KubeClient logs errors for non-error scenarios
pmsanford opened this issue · 6 comments
GetCustomObject logs an error if the object requested doesn't exist. When a silo starts up and attempts to insert a new row for itself, InsertRow checks to see if the silo object already exists by calling GetCustomObject. The "happy path" for a new silo spinning up is for when this custom object doesn't exist, so every new silo that spins up with throw an error.
On further inspection, it looks like the GetCustomObject case is a bug (see PR) but this is a problem with all the KubeClient methods. For example, when a silo starts up, it attempts to initialize the membership table. If it's not the first silo ever to start in the Kube cluster, the creation of those objects will fail with AlreadyExists. The end result of this is ~4 errors logged every time a new silo starts up in a normal way in an existing, healthy cluster.

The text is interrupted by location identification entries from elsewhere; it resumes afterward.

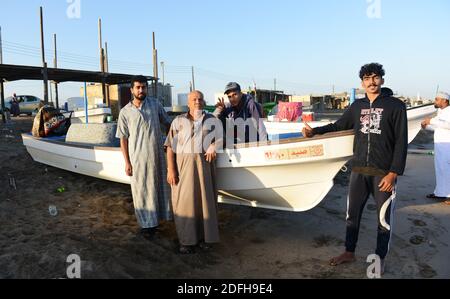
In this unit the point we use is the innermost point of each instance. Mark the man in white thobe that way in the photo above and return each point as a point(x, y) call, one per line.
point(441, 127)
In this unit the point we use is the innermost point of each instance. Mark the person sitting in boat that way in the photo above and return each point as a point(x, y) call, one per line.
point(49, 122)
point(242, 117)
point(191, 148)
point(380, 124)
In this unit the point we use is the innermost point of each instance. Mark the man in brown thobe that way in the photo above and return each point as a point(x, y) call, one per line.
point(191, 146)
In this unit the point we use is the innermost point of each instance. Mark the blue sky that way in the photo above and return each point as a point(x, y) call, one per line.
point(308, 46)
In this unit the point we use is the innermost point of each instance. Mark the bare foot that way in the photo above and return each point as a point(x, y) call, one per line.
point(347, 257)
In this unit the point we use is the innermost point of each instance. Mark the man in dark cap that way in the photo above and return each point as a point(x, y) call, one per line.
point(242, 109)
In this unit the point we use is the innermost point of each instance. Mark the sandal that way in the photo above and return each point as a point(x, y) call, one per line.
point(186, 250)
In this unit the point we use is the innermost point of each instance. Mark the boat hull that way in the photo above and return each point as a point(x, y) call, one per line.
point(294, 175)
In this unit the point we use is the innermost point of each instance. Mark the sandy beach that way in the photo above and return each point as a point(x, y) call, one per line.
point(95, 219)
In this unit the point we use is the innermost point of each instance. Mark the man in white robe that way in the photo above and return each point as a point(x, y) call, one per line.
point(441, 127)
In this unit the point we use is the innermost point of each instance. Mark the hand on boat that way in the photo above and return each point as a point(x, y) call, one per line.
point(129, 170)
point(388, 183)
point(307, 131)
point(172, 178)
point(211, 154)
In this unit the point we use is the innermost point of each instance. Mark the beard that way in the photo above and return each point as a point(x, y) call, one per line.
point(140, 97)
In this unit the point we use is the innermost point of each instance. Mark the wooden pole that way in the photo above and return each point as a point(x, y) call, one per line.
point(44, 64)
point(2, 88)
point(155, 67)
point(102, 60)
point(193, 79)
point(163, 70)
point(108, 99)
point(55, 64)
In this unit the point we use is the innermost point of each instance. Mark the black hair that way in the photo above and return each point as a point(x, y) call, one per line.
point(370, 69)
point(139, 79)
point(387, 92)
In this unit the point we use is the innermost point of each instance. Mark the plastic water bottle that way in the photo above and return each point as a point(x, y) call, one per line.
point(53, 211)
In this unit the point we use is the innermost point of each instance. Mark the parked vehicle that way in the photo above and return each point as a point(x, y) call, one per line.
point(28, 104)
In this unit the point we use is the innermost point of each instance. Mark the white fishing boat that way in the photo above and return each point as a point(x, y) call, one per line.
point(292, 175)
point(415, 118)
point(95, 115)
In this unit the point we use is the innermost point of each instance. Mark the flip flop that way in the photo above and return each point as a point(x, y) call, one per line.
point(186, 250)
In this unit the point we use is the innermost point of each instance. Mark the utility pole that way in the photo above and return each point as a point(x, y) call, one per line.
point(44, 64)
point(102, 61)
point(2, 88)
point(106, 58)
point(55, 65)
point(106, 64)
point(155, 67)
point(193, 79)
point(163, 70)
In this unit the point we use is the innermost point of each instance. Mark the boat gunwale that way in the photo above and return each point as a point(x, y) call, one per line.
point(237, 147)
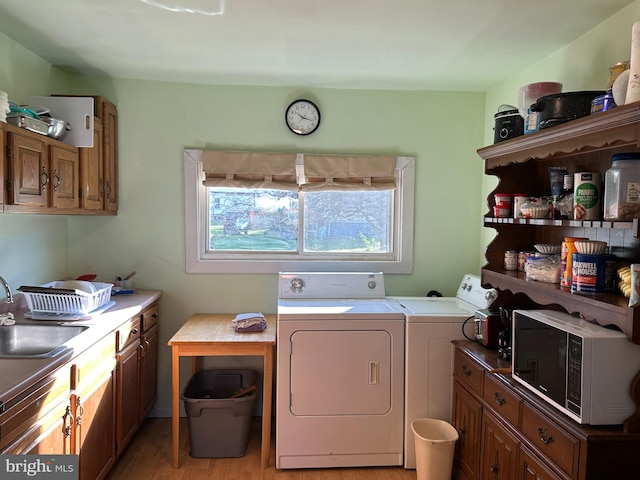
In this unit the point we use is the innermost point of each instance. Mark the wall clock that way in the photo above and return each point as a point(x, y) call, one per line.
point(302, 117)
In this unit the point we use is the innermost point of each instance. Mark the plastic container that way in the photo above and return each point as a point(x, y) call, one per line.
point(66, 303)
point(622, 188)
point(435, 442)
point(219, 425)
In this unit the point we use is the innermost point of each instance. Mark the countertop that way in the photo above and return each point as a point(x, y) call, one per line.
point(20, 373)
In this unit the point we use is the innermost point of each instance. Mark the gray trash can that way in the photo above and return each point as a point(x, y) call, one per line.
point(218, 424)
point(435, 443)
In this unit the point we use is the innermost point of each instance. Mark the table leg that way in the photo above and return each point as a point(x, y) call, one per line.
point(175, 406)
point(267, 386)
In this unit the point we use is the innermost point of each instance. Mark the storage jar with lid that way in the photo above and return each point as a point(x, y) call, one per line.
point(622, 187)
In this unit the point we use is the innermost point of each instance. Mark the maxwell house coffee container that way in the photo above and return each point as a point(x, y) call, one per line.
point(587, 197)
point(593, 273)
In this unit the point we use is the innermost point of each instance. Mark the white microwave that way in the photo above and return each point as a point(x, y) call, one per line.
point(582, 368)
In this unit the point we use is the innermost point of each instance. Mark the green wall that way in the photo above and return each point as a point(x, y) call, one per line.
point(158, 120)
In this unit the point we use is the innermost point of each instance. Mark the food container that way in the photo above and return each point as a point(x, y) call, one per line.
point(534, 210)
point(564, 107)
point(568, 248)
point(593, 273)
point(586, 196)
point(622, 188)
point(28, 123)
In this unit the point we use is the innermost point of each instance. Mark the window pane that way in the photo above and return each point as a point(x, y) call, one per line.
point(349, 222)
point(253, 220)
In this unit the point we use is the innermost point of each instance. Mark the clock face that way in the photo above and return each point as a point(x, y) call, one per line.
point(302, 117)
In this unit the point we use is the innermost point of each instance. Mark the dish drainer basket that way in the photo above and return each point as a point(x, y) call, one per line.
point(68, 302)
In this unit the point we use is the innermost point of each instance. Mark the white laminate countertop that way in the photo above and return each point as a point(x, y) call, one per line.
point(17, 374)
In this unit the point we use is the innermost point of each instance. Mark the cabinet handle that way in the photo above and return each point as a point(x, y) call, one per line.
point(44, 179)
point(545, 435)
point(494, 468)
point(66, 428)
point(79, 411)
point(56, 181)
point(463, 431)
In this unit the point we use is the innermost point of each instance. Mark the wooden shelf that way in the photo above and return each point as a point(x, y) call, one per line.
point(521, 166)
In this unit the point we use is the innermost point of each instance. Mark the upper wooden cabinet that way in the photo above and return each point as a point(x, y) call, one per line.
point(521, 165)
point(43, 175)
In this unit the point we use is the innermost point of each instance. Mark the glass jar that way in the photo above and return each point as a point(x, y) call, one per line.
point(622, 188)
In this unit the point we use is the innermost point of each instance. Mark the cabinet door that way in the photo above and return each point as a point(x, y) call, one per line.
point(95, 430)
point(531, 468)
point(499, 450)
point(149, 370)
point(65, 172)
point(91, 171)
point(110, 153)
point(467, 414)
point(28, 169)
point(127, 394)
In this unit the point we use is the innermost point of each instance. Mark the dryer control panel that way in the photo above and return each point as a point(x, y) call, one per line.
point(330, 285)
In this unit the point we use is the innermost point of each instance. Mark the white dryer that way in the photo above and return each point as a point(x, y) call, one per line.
point(340, 372)
point(431, 324)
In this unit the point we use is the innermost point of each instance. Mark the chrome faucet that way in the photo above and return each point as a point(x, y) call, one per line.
point(7, 290)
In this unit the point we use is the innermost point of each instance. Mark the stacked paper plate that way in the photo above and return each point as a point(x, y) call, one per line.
point(4, 106)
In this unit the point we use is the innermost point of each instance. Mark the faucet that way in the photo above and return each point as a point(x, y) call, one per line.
point(7, 290)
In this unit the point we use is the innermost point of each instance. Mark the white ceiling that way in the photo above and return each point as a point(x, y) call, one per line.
point(380, 44)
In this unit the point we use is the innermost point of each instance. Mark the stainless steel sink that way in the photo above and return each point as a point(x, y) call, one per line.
point(31, 341)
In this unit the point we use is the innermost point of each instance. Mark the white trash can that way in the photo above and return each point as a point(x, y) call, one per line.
point(435, 443)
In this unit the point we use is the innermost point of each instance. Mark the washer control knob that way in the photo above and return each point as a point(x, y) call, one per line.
point(296, 285)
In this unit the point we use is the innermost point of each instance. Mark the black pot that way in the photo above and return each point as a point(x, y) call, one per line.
point(508, 124)
point(564, 107)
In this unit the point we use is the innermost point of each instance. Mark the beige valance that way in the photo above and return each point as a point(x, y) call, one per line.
point(338, 172)
point(249, 170)
point(312, 172)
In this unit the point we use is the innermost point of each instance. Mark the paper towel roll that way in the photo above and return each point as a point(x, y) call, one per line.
point(633, 87)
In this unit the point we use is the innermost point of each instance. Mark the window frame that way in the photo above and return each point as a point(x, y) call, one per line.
point(198, 261)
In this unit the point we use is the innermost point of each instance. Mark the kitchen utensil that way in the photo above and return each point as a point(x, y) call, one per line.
point(28, 123)
point(56, 128)
point(563, 107)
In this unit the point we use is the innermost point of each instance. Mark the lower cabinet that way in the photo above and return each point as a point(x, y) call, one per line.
point(92, 406)
point(507, 432)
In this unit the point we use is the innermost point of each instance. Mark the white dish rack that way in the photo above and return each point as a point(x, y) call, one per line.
point(45, 302)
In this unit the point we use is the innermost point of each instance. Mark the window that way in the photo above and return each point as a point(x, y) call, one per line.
point(299, 212)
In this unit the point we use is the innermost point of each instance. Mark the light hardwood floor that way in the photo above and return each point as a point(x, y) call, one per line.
point(148, 457)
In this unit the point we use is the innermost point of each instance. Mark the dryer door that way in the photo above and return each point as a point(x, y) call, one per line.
point(340, 373)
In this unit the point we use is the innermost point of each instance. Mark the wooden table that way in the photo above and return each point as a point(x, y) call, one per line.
point(213, 335)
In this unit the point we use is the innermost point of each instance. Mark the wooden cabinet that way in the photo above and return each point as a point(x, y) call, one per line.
point(508, 432)
point(100, 163)
point(91, 406)
point(499, 450)
point(521, 165)
point(149, 360)
point(43, 174)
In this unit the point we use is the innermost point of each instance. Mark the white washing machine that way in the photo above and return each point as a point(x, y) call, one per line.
point(431, 324)
point(340, 372)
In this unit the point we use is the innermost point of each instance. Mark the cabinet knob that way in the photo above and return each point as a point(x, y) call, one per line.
point(545, 435)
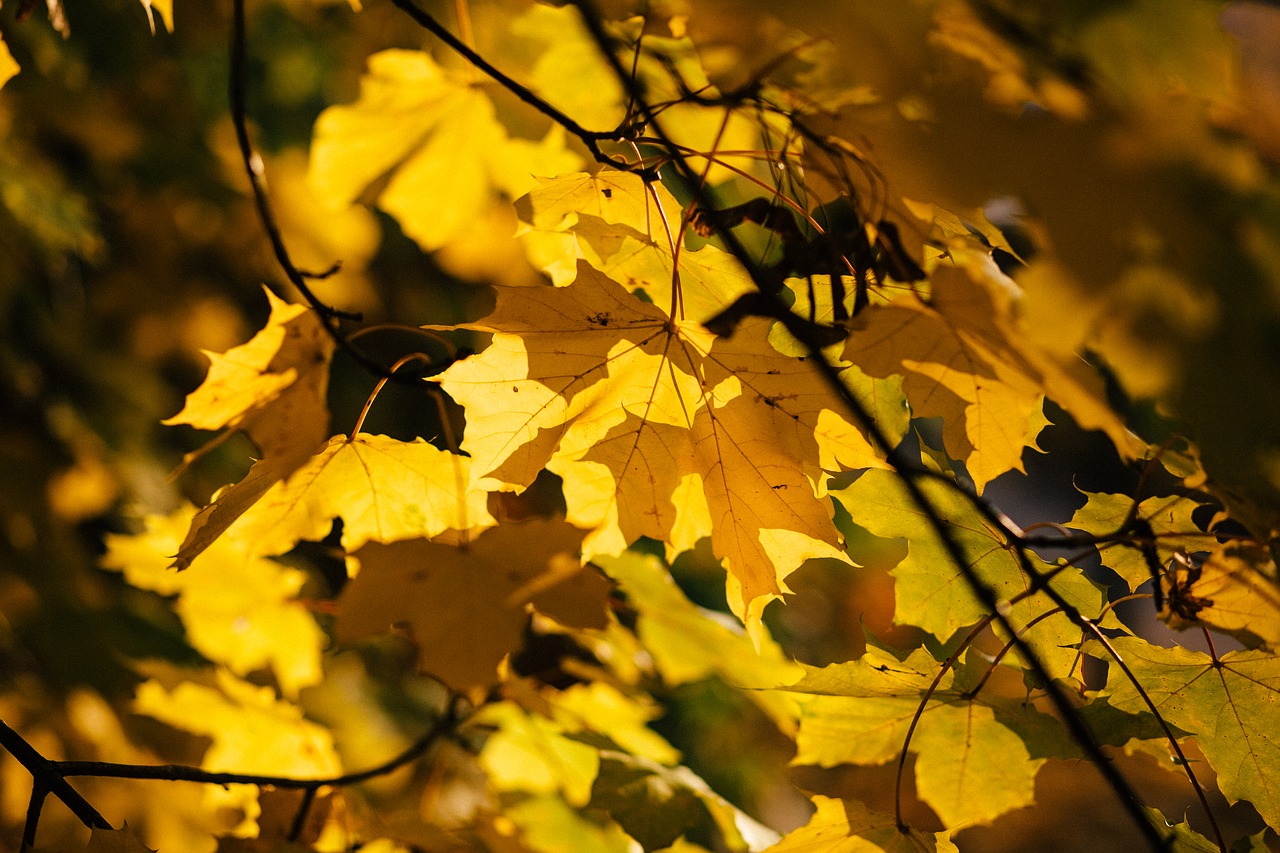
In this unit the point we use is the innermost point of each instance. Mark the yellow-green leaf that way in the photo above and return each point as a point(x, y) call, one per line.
point(1230, 706)
point(1169, 516)
point(972, 765)
point(529, 753)
point(122, 840)
point(1233, 591)
point(238, 610)
point(273, 388)
point(848, 826)
point(659, 428)
point(382, 488)
point(433, 136)
point(8, 64)
point(931, 589)
point(467, 607)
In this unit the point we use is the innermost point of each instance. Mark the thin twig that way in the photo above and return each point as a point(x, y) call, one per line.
point(909, 471)
point(48, 779)
point(590, 138)
point(184, 772)
point(255, 172)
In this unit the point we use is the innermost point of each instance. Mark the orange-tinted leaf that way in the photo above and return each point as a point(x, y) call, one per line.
point(382, 488)
point(466, 607)
point(659, 429)
point(273, 388)
point(964, 360)
point(1233, 591)
point(848, 826)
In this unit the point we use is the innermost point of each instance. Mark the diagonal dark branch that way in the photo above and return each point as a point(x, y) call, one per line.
point(254, 170)
point(50, 776)
point(910, 473)
point(48, 779)
point(183, 772)
point(590, 138)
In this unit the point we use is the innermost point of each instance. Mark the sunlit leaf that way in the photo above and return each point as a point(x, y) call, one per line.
point(686, 642)
point(382, 488)
point(1233, 591)
point(1229, 703)
point(848, 826)
point(972, 762)
point(8, 64)
point(530, 753)
point(1169, 516)
point(963, 360)
point(931, 589)
point(548, 825)
point(432, 135)
point(238, 610)
point(122, 840)
point(250, 731)
point(635, 413)
point(273, 388)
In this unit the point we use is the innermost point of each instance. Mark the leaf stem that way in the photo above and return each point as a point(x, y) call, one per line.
point(909, 471)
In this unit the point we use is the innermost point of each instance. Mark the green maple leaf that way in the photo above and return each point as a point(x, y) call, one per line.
point(1234, 592)
point(1169, 516)
point(963, 359)
point(382, 488)
point(273, 388)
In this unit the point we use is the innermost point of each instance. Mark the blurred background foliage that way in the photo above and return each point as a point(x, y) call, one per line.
point(128, 243)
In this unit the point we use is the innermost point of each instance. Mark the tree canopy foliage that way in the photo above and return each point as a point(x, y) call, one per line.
point(668, 425)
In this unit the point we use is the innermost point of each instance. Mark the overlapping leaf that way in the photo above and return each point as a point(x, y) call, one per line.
point(848, 826)
point(931, 589)
point(238, 610)
point(251, 731)
point(1233, 591)
point(1230, 705)
point(467, 609)
point(382, 488)
point(434, 138)
point(273, 388)
point(1169, 516)
point(627, 229)
point(658, 428)
point(972, 760)
point(964, 360)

Thanks for the issue and the PR @pmsanford.
However I would like to clarify why it was made that way.
Kubernetes API objects are stored on the internal etcd service. That means, it takes a while to a created object to become available.
By the time I wrote this package, it was supposed to be an initial/fast and easy way to get Orleans running on Kubernetes without need to use an external storage for the MBR provider.
Kubernetes has a way to monitor a resource when it was created and become available. The create object Task
will be completed right after it is called. However, that doesn't mean the object is available for use right away because it wasn't commit yet on etcd backend.
With that said, the proper way to do it, is to use a watch
API call that wait for a particular resource to be available before try to do anything.
The way it is today, we will eventually hit a race condition when 2 silos spin up at the same time and the CRDs weren't deployed yet.
The reason I left it the way it is, is because in 99% of the cases, people would pre-deploy the CRD objects before start running a silo so this corner/race condition would never happen.
In another project I'm working with (http://kubeleans.io/), @attilah is working in a new API client which has support to watch
operations so those kind of issues would never happen.
Before we merge the PR, I would like to ask @attilah to drop his 2 cents on it.
Thanks for the detailed response. So does that mean this project isn't intended for production use? Or that the new API client would be merged back down to this project once finished?
So does that mean this project isn't intended for production use?
No, it means:
- I assumed that you would not give full CRD write access to the runtime principal running Orleans. Meaning that you some administrator would deploy the CRD from the .yaml files before start the first silo.
- Assuming 1, the auto-create feature is meant for unit tests and local test-only.
Or that the new API client would be merged back down to this project once finished?
- Assuming 1 and 2, and considering what I explained about
watch
operations and to support uncommon scenarios where people give full write access to the runtime principal running Orleans, we would allow the CRDs to be created at runtime by properly usingwatch
APIs.
I'll wait a bit more (on both projects) so @attilah can find some spare time to finish the watch
support. If that takes much longer, I'll do it myself.
In other words, if you want to use it in production now as I mentioned, first deploy the CRD
s from the .yaml files, and then start your first silo.
If I just blindly merge your PR, that will make the initializatiokn sequence to accept NotFound
response, which is undesirable.
Right, sorry if that came off as offensive or pushy, just making sure I'm using the right library (thought maybe you were pointing me to Kubeleans to use instead). Thanks again for explaining.
Nah, no worries, no offenses take 😄
Kubeleans has a different purpose. Run Orleans Grains as a serverless functions. The reason I linked it, is just because it uses the same Kubernetes API and Orleans on top of it. We noticed we need the watch
support and it is in the works and then I will port it back to this provider so people can try it out.
Will update you soon thru this issue when we get there.
#11 was merged
Thanks!